As for Rachel herself: there was shock and grief, and a time when the cold fingers of death had almost clutched her. There was the puzzle of the crime, which allured her mathematical mind as would a problem in algebra. At only one time was she really desperately afraid and that was during the night that she spent in the attic listening to the murderer search her room below. The attic was windy and chill, and so black that Miss Rachel felt disembodied in darkness. Until she sneezed. Then she became very much present in the flesh—a breathless thing all ears to hear if the person below had caught the sneeze and were coming up after her. The wind blew on her through the musty attic; the black pressed like a fist into her eyes; and she didn’t dare stir for fear of making a sound.

A minute ticked away. Perhaps two. The whispering rustle below continued as someone went through her belongings. Miss Rachel breathed again.

Then the cat opened her mouth with a small wet sound in the dark and Miss Rachel was struck anew with terror. Was the cat getting ready to yowl—or just to yawn? Miss Rachel waited.

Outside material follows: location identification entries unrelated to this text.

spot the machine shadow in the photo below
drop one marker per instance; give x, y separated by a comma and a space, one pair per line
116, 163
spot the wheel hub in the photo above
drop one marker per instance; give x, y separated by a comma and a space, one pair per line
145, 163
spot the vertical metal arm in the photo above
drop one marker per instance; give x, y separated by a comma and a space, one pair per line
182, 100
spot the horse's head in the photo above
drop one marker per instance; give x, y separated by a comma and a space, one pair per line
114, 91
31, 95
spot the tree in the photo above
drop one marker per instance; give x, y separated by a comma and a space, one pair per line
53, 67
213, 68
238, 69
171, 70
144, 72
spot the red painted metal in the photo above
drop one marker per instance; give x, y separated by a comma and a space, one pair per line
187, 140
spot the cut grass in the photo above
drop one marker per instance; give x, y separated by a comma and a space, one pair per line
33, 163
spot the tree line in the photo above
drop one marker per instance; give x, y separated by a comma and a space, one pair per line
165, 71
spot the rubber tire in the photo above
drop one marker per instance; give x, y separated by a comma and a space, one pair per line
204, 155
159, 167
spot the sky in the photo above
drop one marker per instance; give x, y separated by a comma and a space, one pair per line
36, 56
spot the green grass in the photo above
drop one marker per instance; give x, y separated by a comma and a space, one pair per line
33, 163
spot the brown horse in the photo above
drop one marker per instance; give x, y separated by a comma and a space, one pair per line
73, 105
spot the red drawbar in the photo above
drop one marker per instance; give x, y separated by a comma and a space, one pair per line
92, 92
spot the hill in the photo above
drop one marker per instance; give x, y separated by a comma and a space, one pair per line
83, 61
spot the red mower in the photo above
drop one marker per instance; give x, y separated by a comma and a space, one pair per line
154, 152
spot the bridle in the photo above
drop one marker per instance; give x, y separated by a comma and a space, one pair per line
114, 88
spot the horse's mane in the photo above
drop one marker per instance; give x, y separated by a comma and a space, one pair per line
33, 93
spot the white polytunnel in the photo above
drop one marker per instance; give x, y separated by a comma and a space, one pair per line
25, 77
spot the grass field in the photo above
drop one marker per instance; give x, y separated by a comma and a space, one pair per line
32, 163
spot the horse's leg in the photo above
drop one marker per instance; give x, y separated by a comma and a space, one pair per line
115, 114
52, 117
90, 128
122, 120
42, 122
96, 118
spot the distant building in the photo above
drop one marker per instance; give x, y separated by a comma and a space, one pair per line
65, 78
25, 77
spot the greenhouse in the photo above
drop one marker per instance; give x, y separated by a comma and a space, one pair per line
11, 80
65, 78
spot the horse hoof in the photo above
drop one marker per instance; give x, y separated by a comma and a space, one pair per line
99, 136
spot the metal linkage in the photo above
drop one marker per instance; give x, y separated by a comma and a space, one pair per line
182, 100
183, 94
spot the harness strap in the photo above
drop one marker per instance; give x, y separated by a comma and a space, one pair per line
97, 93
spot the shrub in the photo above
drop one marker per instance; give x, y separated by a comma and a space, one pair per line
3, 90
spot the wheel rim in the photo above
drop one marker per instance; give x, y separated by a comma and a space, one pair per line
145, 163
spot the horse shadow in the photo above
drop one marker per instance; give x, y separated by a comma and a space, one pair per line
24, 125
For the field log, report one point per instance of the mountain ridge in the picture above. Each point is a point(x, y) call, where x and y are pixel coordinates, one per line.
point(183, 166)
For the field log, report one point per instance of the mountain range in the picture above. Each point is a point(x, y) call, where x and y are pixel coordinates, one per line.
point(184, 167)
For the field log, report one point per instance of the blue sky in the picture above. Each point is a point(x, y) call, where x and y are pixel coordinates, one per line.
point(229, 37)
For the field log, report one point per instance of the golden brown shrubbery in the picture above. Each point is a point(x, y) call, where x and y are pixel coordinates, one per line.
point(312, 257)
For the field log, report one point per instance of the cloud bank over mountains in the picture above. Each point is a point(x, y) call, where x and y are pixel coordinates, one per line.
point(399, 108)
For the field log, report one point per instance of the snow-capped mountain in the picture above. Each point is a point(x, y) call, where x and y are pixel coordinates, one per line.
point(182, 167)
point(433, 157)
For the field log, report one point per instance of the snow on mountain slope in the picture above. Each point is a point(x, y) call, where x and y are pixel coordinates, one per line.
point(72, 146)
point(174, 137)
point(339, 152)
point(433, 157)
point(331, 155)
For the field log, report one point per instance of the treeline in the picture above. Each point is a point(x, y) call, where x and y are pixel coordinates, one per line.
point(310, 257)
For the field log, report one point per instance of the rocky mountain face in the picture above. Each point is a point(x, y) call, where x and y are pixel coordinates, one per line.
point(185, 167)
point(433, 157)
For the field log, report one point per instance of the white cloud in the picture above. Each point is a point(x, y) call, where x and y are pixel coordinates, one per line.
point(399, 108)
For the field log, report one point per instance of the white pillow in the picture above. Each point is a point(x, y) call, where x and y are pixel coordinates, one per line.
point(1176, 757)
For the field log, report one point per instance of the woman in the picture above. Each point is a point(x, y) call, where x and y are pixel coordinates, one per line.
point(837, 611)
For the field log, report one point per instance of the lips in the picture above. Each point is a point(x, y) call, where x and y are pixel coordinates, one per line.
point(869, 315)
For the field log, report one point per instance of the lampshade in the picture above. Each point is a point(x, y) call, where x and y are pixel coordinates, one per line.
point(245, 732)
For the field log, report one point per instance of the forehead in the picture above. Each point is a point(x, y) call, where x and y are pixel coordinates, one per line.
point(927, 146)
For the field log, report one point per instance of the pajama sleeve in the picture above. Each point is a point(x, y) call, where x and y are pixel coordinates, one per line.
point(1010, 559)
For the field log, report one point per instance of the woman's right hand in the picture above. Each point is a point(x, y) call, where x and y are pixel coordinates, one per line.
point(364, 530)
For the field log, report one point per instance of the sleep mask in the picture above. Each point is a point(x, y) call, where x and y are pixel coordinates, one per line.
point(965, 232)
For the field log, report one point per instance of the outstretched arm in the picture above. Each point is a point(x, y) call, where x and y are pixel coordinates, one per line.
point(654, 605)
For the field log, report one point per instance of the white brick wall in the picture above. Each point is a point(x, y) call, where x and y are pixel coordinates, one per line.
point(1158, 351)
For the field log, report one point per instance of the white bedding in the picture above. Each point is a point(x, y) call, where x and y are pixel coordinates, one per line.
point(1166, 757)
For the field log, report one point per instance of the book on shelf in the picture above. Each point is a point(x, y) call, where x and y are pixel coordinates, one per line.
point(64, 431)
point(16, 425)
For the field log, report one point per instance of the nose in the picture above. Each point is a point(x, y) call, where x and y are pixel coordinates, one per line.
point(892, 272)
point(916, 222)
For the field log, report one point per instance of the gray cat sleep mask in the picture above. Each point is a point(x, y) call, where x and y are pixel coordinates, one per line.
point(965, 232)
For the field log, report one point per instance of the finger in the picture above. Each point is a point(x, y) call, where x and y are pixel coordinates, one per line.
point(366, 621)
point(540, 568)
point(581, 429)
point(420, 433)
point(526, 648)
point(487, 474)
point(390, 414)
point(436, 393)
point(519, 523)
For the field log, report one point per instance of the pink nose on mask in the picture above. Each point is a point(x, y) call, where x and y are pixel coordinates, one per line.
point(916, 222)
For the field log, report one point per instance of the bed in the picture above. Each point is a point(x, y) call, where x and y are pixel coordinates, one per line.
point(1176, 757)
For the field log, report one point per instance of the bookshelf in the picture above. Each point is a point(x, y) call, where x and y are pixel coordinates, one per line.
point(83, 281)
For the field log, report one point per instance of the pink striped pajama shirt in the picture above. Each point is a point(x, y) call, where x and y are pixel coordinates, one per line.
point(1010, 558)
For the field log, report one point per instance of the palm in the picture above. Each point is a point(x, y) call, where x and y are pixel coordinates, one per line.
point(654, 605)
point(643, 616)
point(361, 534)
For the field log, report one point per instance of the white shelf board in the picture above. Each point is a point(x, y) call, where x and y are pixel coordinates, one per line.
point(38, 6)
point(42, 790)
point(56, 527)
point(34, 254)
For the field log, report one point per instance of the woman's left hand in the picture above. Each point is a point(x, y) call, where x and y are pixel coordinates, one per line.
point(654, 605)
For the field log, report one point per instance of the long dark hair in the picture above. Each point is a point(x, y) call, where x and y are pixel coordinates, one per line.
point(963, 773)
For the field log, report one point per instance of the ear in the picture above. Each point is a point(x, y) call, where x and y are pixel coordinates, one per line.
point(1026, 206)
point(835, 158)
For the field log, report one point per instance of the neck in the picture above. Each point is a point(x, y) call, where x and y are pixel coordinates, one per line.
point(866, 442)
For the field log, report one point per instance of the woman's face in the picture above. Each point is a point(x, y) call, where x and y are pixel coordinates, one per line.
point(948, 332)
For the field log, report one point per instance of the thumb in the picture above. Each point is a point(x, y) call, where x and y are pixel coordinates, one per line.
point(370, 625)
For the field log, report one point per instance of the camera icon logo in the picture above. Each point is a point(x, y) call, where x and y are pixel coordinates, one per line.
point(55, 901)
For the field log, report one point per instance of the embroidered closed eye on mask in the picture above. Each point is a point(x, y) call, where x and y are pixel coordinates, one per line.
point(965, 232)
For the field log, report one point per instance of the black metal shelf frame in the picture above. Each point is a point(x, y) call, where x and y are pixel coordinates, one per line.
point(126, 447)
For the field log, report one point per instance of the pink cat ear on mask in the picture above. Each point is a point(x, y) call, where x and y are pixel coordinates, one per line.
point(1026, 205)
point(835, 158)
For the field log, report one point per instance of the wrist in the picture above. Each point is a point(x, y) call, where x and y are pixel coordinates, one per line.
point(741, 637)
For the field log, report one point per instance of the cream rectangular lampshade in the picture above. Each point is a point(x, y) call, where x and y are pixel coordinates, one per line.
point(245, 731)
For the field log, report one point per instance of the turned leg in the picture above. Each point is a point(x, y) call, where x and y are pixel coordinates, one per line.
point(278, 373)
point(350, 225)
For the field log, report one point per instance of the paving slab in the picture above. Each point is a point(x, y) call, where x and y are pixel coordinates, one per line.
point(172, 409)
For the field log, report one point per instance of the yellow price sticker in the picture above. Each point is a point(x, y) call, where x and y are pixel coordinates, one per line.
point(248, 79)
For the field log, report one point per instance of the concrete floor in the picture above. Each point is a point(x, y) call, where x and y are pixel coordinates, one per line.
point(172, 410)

But Lieutenant Mayhew would object that the story shouldn’t begin there—not properly. It should start at the beginning, before even he had barged into the picture.

So the scene fades back and back, until … The Misses Murdock were having breakfast.”


Dolores Hitchens, was an American mystery novelist who wrote prolifically from 1938 until her death in 1973. She also wrote as D. B. Olsen, a version of her first married name, and under the pseudonyms Dolan Birkleyand Noel Burke.

She is the author of forty-four books as Dolores Hitchens, half of which were standalone novels. She’s best known for ‘Fools’ Gold‘ (1958) and ‘The Watcher‘ (1959).